Writers have different reasons for writing. A writer might want to explain how something works, persuade you agree with them on a matter, or let you experience something that they have experienced. There are many writing styles, but we have four general ones: descriptive, expository, persuasive, and narrative. We will begin with expository writing.
The main purpose of expository writing is to explain, illuminate or expose. It tells the facts as they are. It is a subject-oriented writing style where authors focus on telling you about a given topic or subject without voicing their personal opinions. They present relevant data in a logical order or sequence. Examples of expository writing are:
- Textbook writing
- Newspapers and magazine articles
- Encyclopaedia articles
- How-to articles
- News stories (not including opinion or editorial pieces)

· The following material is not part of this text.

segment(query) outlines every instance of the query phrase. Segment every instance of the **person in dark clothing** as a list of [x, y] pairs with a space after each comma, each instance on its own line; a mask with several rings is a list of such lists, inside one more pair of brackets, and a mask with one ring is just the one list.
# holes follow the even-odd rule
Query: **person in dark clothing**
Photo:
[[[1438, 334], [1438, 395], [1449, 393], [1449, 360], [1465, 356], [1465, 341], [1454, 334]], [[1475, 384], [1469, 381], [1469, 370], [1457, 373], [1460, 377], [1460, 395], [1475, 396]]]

- Business, technical, or scientific writing etc.
In expository writing, it is important to write with the assumption that the reader or audience has little or no background knowledge about your intended topic. The reader must always feel like they have learned something after reading.
The main features include:
- Informative: – Expository text is meant to provide information
- Clarity: – Use words that show clearly, what the author is talking about.
- Organization of the text: – A well-written exposition remains focused on its topic and lists events in chronological order.
- Impersonal: – Instructions should be in the second person. Avoid any use of first person pronouns.
- Unbiased: – Expository essays will not overtly reveal the opinion of the writer.
E.g. If you wanted to describe what chocolate chip cookies are like using an expository style, you might write:
Chocolate chip cookies are one of the most popular desserts in the world. They can be either crispy or soft and have a sweet smell to them reminiscent of a bakery. They taste rich and melt in your mouth. When they bake, they ‘wrinkle’ up in the oven, and the combination of the nooks and crannies in the dough with the chocolate chips on top make them hard to resist. (study.com)
These sentences have aptly described chocolate chip cookies using sight, smell, taste and touch.